Authors: Ordal L, Keunen J, Martin N, Shehata N, Borschel GH, Clarke HM, Toi A, Shuman C, Chitayat D

Abstract
Congenital limb deficiency defects (LDDs) are etiologically heterogeneous. Acquired causes include amniotic bands, teratogens exposure, and chorionic villus sampling before 10 weeks' gestation and intrinsic causes include single-gene disorders and chromosome abnormalities.

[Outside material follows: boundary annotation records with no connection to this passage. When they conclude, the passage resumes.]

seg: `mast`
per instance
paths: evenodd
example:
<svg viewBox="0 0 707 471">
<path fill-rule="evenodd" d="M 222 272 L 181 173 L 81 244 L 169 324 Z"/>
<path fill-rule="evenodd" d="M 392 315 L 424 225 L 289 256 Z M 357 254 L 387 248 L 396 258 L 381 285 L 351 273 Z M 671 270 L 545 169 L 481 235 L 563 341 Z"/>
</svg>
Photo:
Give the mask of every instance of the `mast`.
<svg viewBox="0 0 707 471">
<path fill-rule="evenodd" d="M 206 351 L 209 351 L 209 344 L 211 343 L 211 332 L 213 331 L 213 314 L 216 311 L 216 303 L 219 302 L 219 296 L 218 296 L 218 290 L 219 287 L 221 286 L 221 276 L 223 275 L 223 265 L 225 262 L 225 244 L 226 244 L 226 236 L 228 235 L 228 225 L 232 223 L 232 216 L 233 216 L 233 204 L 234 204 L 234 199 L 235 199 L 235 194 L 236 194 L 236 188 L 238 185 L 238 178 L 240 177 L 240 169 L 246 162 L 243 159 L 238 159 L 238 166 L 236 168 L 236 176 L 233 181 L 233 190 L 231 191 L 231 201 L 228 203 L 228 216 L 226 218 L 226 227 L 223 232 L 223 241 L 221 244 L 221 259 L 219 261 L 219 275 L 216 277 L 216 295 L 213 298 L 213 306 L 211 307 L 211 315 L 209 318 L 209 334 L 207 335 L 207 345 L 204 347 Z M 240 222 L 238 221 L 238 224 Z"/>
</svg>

However, a substantial number of cases, especially terminal transverse deficiency defects, occur without an obvious cause and are ascribed to vascular disruption events. Some studies have found an association between maternal thrombophilia and congenital LDDs. We investigated this association through a review of all prenatally identified LDDs at a major tertiary care center in Toronto, Canada over a 12-year period. Our results showed a higher prevalence of thrombophilias among women with a pregnancy affected with an LDD when compared to the general population [χ(2) (3) = 54.63, P < 0.01]. Our research was strengthened by the inclusion of affected pregnancies regardless of outcome, and strict criteria to avoid including LDDs with a non-vascular etiology. Most LDDs were identified during the routine 18-20 week anatomy ultrasound, but some were discovered as early as 13 weeks' gestation. We found an excess of left-sided defects among terminal transverse but not longitudinal deficiencies; additionally, all diagnoses of maternal thrombophilia occurred in the terminal transverse group. Our results support thrombophilia screening in all women with a prenatally diagnosed fetal LDD as well as careful evaluation of the fetal extremities during prenatal ultrasounds in women with a known thrombophilia. © 2016 Wiley Periodicals, Inc.